La résolution invitant l’État à discuter décolonisation sous l’égide de l’ONU, et la délibération pour autoriser le président de l’assemblée à attaquer la France en justice en cas de refus ont été adoptées grâce aux voix du Tavini, en l’absence de Moetai Brotherson qui a préféré partir inaugurer les illuminations de la présidence. De l’aveu même d’Anthony Géros, la délibération est non conforme au statut, mais le Tavini pourra ainsi toquer directement à la porte des instances internationales en disant avoir épuisé les possibilités nationales de recours. Sans grand espoir sinon celui d’alimenter un récit victimaire à destination de son électorat. Et de marquer le fossé qui se creuse entre l’exécutif et l’assemblée.

« Que faire ? a plaidé Anthony Géros en parlant de la position de l’État. On veut leur parler en direct, ils ne veulent pas, on va à l’ONU ils ne veulent pas non plus, qu’est-ce qui nous reste ? » Les deux textes qu’il portait pour relancer le dialogue de décolonisation que le Tavini réclame à la France dans le cadre des Nations-Unies ont été adoptés à la toute fin de la dernière séance de la session budgétaire, jeudi soir, sans grand espoir d’aboutir à autre chose que de toujours se draper, devant l’électorat Tavini et ses soutiens internationaux, dans sa dignité outragée.

Pendant que les interventions s’enchaînaient au mépris des temps de parole impartis, Moetai Brotherson, lui, quittait rapidement l’hémicycle pour rejoindre la présidence où il était attendu pour appuyer sur le bouton des illuminations de Noël. Il n’est pas reparu.

Non à la consultation populaire

L’opposition, qui avait déposé une demande de modification à la résolution pour faire précéder le processus par une consultation populaire, savait qu’elle était vouée à l’échec – le Tavini estime qu’il a été mandaté en avril 2023 pour faire advenir l’indépendance – mais les autonomistes saisissaient ainsi l’occasion de rappeler que c’est la prime majoritaire qui a porté au pouvoir un camp minoritaire en voix. Pour Anthony Géros, de toute façon, le statut ne prévoit pas la possibilité d’une consultation populaire sur la base d’une résolution.

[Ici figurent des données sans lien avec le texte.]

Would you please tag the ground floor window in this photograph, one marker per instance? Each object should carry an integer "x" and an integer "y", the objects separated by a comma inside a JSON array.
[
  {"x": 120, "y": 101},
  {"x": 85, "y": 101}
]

« Forcer la main » à Moetai Brotherson

Quant à la possibilité pour le président de l’assemblée de traîner l’État devant la justice nationale puis devant les instances internationales, personne n’y a cru, à commencer par Moetai Brotherson, relate Nicole Sanquer qui siégeait en commission des institutions la semaine dernière  :« Moetai Brotherson a tué le débat en soulevant le problème de compétence et en prévenant que la délibération allait être déférée (devant le Conseil Constitutionnel par le Haut-commissaire, ndr) parce que la compétence d’ester en justice pour ce genre de question, c’est Moetai Brotherson qui l’a. Et Tony Géros a avoué en commission que c’était juste pour lui forcer la main que ce texte avait été fait. »

« Je pense surtout que c’est un moyen de montrer à leurs électeurs qu’ils n’ont pas abandonné, malgré la gestion autonomiste qu’ils ont du Pays », conclut la présidente de AHIP. 

« Règlement de comptes »

Même analyse d’Édouard Fritch : « On assiste tout simplement à un règlement de comptes entre le président de l’assemblée et le président du gouvernement. (…) On sent très bien qu’ils veulent mettre M. Brotherson en difficulté. »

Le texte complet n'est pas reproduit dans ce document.